The most senior of the 10 expelled officials was Ling Jihua, former adviser to the previous Chinese President Hu Jintao and vice-chairman of the influential National Chinese People’s Political Consultative Conference. Ling has been referred to as the fourth member of the so-called “New Gang of Four,” along with former security chief Zhou Yongkang, ex-Politburo member Bo Xilai and Xu Caihou, former vice-chairman of the Central Military Commission.

Ling’s standing was tarnished after his son was killed in a car accident amid lurid stories that two women passengers, also seriously injured, were scantily clothed. Ling was found to have “seriously violated political codes of conduct” by accepting huge bribes and taking advantage of his posts to profit others.

In reality, corruption is rife throughout the CCP apparatus. The real reason for Ling’s expulsion, as well as the trial and jailing of Zhou and Bo, is political. Bo, in particular, championed economic policies that cut across the orientation of the Xi-Li leadership to opening up new sectors of the Chinese economy to foreign capital. While having no disagreement with the policies of capitalist restoration, Bo advocated continuing economic protection, in order to turn large state-owned monopolies into corporations that could compete in the global market. He also supported a more hard-line stance against the US “pivot to Asia” and military build-up within the region.

According to Bloomberg, when details of the new five-year plan are finally released they will include a 2020 deadline for dismantling currency controls and the lowering of barriers for the entry of foreign non-bank firms in the securities, trusts and insurance sectors, and new inroads into state-owned enterprises.
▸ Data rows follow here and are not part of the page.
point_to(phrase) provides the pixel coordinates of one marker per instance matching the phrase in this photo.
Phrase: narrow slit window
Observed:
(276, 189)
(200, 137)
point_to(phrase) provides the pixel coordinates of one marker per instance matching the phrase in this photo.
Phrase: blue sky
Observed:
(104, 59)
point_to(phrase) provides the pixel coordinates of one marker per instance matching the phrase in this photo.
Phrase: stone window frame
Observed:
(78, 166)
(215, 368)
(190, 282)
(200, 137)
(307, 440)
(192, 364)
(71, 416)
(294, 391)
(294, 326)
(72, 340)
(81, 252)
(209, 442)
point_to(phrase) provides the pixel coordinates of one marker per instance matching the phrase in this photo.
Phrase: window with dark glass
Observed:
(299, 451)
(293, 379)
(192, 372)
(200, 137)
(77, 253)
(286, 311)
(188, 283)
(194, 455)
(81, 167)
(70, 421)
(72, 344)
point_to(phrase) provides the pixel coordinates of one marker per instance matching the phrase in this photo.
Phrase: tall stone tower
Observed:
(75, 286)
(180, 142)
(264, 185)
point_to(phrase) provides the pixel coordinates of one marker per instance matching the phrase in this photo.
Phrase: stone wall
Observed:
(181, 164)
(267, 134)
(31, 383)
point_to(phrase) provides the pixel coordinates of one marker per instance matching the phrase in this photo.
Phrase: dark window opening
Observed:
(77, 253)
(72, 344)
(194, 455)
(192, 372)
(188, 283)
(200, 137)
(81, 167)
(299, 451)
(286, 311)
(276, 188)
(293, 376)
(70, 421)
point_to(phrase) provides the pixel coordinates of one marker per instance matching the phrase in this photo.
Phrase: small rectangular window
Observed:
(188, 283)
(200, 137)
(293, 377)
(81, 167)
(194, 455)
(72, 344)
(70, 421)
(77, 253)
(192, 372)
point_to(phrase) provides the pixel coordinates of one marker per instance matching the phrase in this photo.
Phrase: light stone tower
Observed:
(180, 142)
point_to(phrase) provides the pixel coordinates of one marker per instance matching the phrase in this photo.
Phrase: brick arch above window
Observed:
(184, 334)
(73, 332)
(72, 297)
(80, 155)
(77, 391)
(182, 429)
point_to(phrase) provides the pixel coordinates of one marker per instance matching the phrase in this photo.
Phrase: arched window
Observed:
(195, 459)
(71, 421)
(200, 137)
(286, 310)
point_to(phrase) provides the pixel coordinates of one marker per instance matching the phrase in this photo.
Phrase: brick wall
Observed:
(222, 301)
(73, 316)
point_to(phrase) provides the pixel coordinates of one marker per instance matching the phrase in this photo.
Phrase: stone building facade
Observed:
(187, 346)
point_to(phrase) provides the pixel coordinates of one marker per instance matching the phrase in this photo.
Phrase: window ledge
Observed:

The plenum already announced a further easing of the highly unpopular one-child policy, to permit all couples to have two children—a measure aimed at expanding the workforce and easing growing shortages of cheap labour.

While the plenum sought to present a unified leadership, the deep divisions in the CCP bureaucracy have not been resolved. An article headlined, “Coup whispers sour Xi’s return to Beijing after visit to Britain,” in the Sunday Times last weekend pointed to ongoing political rifts, as well as rumours of “an abortive conspiracy last March to stage a coup d’état against him, leading to the postponement of a visit to Pakistan.”

The article suggested that Xi’s leadership could be in political trouble. “Threats to Mr Xi’s prestige multiplied after China’s stockmarket crashed in the northern summer, its economy slowed and thousands of officials and army officers fell to his campaign against corruption,” it commented. “Some analysts believe that if the campaign goes on as it is, the party’s morale could crumble, along with its organisational strength.”

This week’s plenum adopted a new enforceable code of party conduct. Along with bans on ostentatious displays of wealth, including golf and gluttony, the code proscribes factional politics and “negative remarks” about the general policy directions of the central leadership that could disrupt party unity. Such measures are aimed to suppressing any signs of opposition within the party.

The injunction against flaunting wealth only highlights the nervousness in ruling circles over the widespread public hostility toward the obvious affluence of the CCP hierarchy and the deepening gulf between rich and poor. Whatever their factional differences, the CCP leaders are united in their determination to suppress any resistance in the working class to the destruction of jobs and living standards produced by the pro-market agenda.

The fears in the ruling elite are only growing as the economy slows. A growth rate of 8 percent was long regarded as the benchmark for preventing rising unemployment and social discontent. The latest report from the Hong Kong-based China Labour Bulletin concluded that worker unrest in China’s factories reached new heights in the third quarter of 2015, concentrated in protests and strikes in the manufacturing sector as a result of relocation, closures and sell-offs.